Dann zog die Völva mit ihrer freien Hand kleine Kreise über die Handfläche. Sie schloss ihre Augen und begann zeitgleich eine Melodie zu summen. Aufmerksam hörte Runa zu, es fiel ihr aber immer schwerer, ihre Augen offen zu halten. Immer wieder erwischte sie sich selbst dabei, wie ihre Lider schwer wurden und sich schlossen. Sie bemerkte kaum, dass sie es irgendwann nicht mehr schaffte, ihre Augen offen zu lassen. In ihrem Kopf entfaltete sich ein komisches Gefühl. Ein Druck der immer stärker wurde und Runa denken ließ, dass ihr Kopf gleich platzte. Sie hatte das Gefühl, als würden ihre Augen von hinten aus ihren Höhlen gedrückt  und blieben nur schwer drin. Ihre Ohren begannen zu Rauschen und sie konnte keines der Umgebungsgeräusche mehr wahrnehmen. Und trotzdem verspürte sie keinerlei Schmerz.

Genauso plötzlich wie der Druck kam, genauso schnell war er auch wieder verschwunden. Runa konnte ihre Auge wieder Problemlos öffnen und starrte nun die Seherin an. Deren Atem ging schnell und ihre Brust senkte sich hektisch.

„Mein Kind, deine Vergangenheit kann ich nicht genau sehen. Es liegt in einem dunklen Nebel versteckt. Nur Schemen haben sich mir gezeigt. Du wurdest nicht verloren und nach dir wird auch gesucht. Aber Unheil drohte dir und deiner Familie. Du stehst kurz davor, die Vergangenheit zu erkunden und sie wird sich dir offenbaren.
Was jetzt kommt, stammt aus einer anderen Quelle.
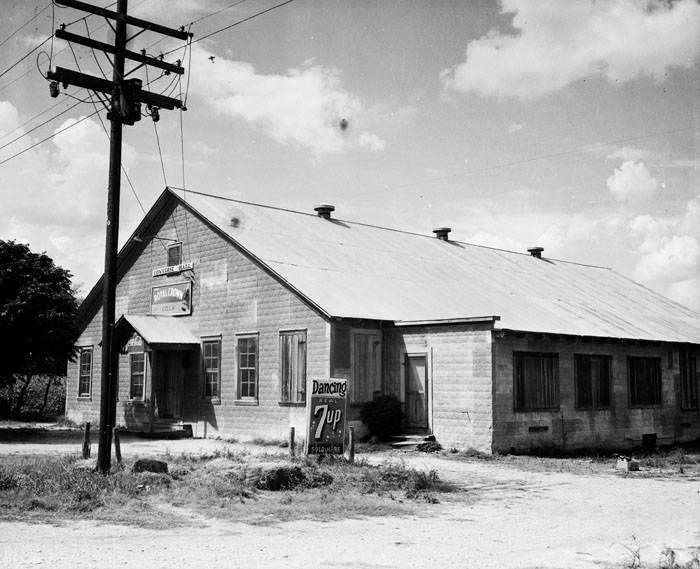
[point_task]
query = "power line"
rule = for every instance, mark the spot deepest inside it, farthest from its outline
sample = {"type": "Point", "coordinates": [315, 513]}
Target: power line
{"type": "Point", "coordinates": [104, 128]}
{"type": "Point", "coordinates": [232, 5]}
{"type": "Point", "coordinates": [234, 24]}
{"type": "Point", "coordinates": [47, 138]}
{"type": "Point", "coordinates": [36, 116]}
{"type": "Point", "coordinates": [29, 21]}
{"type": "Point", "coordinates": [160, 153]}
{"type": "Point", "coordinates": [243, 21]}
{"type": "Point", "coordinates": [40, 125]}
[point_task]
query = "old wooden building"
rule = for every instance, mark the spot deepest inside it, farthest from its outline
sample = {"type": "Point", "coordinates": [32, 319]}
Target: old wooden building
{"type": "Point", "coordinates": [226, 307]}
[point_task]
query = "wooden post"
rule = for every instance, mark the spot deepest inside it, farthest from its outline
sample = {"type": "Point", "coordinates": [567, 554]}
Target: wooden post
{"type": "Point", "coordinates": [351, 444]}
{"type": "Point", "coordinates": [86, 441]}
{"type": "Point", "coordinates": [117, 446]}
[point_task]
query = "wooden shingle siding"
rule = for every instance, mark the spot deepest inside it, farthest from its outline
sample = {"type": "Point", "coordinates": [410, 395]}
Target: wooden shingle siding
{"type": "Point", "coordinates": [617, 425]}
{"type": "Point", "coordinates": [231, 294]}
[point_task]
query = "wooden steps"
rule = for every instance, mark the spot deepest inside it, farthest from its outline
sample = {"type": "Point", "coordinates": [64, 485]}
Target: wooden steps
{"type": "Point", "coordinates": [410, 441]}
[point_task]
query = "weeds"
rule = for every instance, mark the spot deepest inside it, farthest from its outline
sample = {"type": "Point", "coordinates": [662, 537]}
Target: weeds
{"type": "Point", "coordinates": [223, 483]}
{"type": "Point", "coordinates": [667, 560]}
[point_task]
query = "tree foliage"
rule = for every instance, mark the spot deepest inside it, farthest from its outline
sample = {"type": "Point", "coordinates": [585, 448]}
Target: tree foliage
{"type": "Point", "coordinates": [38, 314]}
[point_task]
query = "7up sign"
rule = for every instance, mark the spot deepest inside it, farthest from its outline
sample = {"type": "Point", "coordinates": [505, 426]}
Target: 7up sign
{"type": "Point", "coordinates": [325, 432]}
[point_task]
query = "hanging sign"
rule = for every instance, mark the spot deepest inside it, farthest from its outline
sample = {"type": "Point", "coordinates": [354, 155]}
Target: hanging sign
{"type": "Point", "coordinates": [173, 299]}
{"type": "Point", "coordinates": [325, 433]}
{"type": "Point", "coordinates": [173, 269]}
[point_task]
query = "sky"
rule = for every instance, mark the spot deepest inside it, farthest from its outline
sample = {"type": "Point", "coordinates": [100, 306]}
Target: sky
{"type": "Point", "coordinates": [574, 126]}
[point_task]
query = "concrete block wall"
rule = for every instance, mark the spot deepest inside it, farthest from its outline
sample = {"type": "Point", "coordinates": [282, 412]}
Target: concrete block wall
{"type": "Point", "coordinates": [459, 372]}
{"type": "Point", "coordinates": [619, 426]}
{"type": "Point", "coordinates": [231, 294]}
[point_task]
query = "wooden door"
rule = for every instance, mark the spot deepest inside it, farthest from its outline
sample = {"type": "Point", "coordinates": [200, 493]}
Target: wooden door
{"type": "Point", "coordinates": [416, 392]}
{"type": "Point", "coordinates": [170, 392]}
Hab etwas Geduld." Brachte die Völva unter Keuchen und ächzen hervor.

„Ich stehe kurz davor?" fragte Runa nach.

„Geh jetzt mein Kind, mehr kann ich dir nicht sagen." Nun kam die Stimme wieder aus dem Mund der Seherin und klang auch wieder völlig anders.

„Was bedeutet das?" Wollte Runa erneut wissen, aber die Völva schloss erschöpft die Augen und zeigte ihr keinerlei Reaktion.

Zuerst verharrte Runa noch in der Hütte, doch sie würde von der Seherin keine weiteren Antworten bekommen. Obwohl das zuvor auch nicht wirklich Antworten waren. Aber sie wurde gesucht! Sie war nicht vergessen worden! Aber was für Unheil drohte ihr? Meinte die Seherin ihre Familie aus der sie kam? Oder warnte sie sie vor drohendem Unheil für ihre eigene kleine Familie?